Can I use one of my sequenced samples as a reference genome?

You are here:
< Back

We are often asked if clients can submit several samples at once for sequencing (i.e. multiplex runs) and then use one of the samples as a reference genome for comparison with the remaining samples.  For example, clients may have a single control sample and several treatment samples, and would like to use the control as a reference sequence for the treatment samples.  In general, this is not feasible on short-read instruments like our Illumina MiniSeq.

Fig. 1

During the library preparation process on short-read instruments, intact genomic DNA is (enzymatically or mechanically) sheared into millions of short pieces.  As shown in Fig. 1, full-length intact genomic DNA is fragmented into several million short fragments (called “reads”), with each read typically about 150 base pairs (bp) in length.  Every sequenced sample is fragmented into millions of reads in this fashion.  The fragmented sample libraries are then sequenced on an Illumina short-read sequencer.  When sequencing runs are finished, each sample still contains several million 150 bp short-reads.

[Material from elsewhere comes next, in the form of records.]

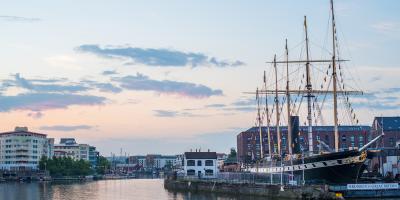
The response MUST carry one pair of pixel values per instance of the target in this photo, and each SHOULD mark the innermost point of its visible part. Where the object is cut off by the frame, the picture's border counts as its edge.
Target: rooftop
(24, 130)
(315, 128)
(200, 155)
(389, 123)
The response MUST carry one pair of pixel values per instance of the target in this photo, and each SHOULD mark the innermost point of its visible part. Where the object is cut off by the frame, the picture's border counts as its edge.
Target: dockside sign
(376, 186)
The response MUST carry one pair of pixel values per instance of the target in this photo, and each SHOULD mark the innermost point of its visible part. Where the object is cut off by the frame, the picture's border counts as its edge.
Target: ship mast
(309, 93)
(289, 132)
(277, 108)
(259, 125)
(267, 114)
(334, 77)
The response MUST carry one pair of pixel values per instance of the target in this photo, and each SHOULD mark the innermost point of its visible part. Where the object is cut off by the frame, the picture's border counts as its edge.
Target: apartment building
(22, 149)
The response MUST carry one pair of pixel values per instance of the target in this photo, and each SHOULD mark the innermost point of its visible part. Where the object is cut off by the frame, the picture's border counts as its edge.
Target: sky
(166, 77)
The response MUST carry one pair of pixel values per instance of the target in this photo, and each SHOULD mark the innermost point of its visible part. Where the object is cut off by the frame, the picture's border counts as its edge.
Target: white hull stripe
(328, 163)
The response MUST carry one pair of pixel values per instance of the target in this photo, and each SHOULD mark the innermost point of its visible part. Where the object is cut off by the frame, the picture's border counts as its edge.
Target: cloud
(245, 102)
(157, 57)
(46, 101)
(144, 83)
(217, 105)
(170, 113)
(386, 27)
(165, 113)
(109, 72)
(18, 18)
(30, 85)
(241, 109)
(107, 87)
(35, 115)
(65, 128)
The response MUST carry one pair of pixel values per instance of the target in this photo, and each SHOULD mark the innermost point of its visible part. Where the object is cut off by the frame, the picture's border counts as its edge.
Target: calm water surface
(142, 189)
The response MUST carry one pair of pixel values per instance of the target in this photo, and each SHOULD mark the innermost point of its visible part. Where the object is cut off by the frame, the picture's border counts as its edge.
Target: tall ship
(334, 166)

We then run sequence alignment and variant calling algorithms of each sample against a known reference genome.  We typically use Geneious alignment algorithms for this step but many other alignment programs are available. Known reference genomes are often derived from NCBI (National Center for Biotechnology Information) or various other sources.  Reference genomes from NCBI and other sites include intact, fully-assembled, fully-annotated and validated genomic sequences, which are appropriate for performing sequence alignments and variant calls.  For example, a typical fully assembled bacterial genome consists of a single 5 Mb (megabase) sequence.  If we align one sequenced sample against an assembled reference genome, we are effectively aligning several million short-reads against a single, intact, fully-assembled genome.  Sequence alignment algorithms are designed to do this.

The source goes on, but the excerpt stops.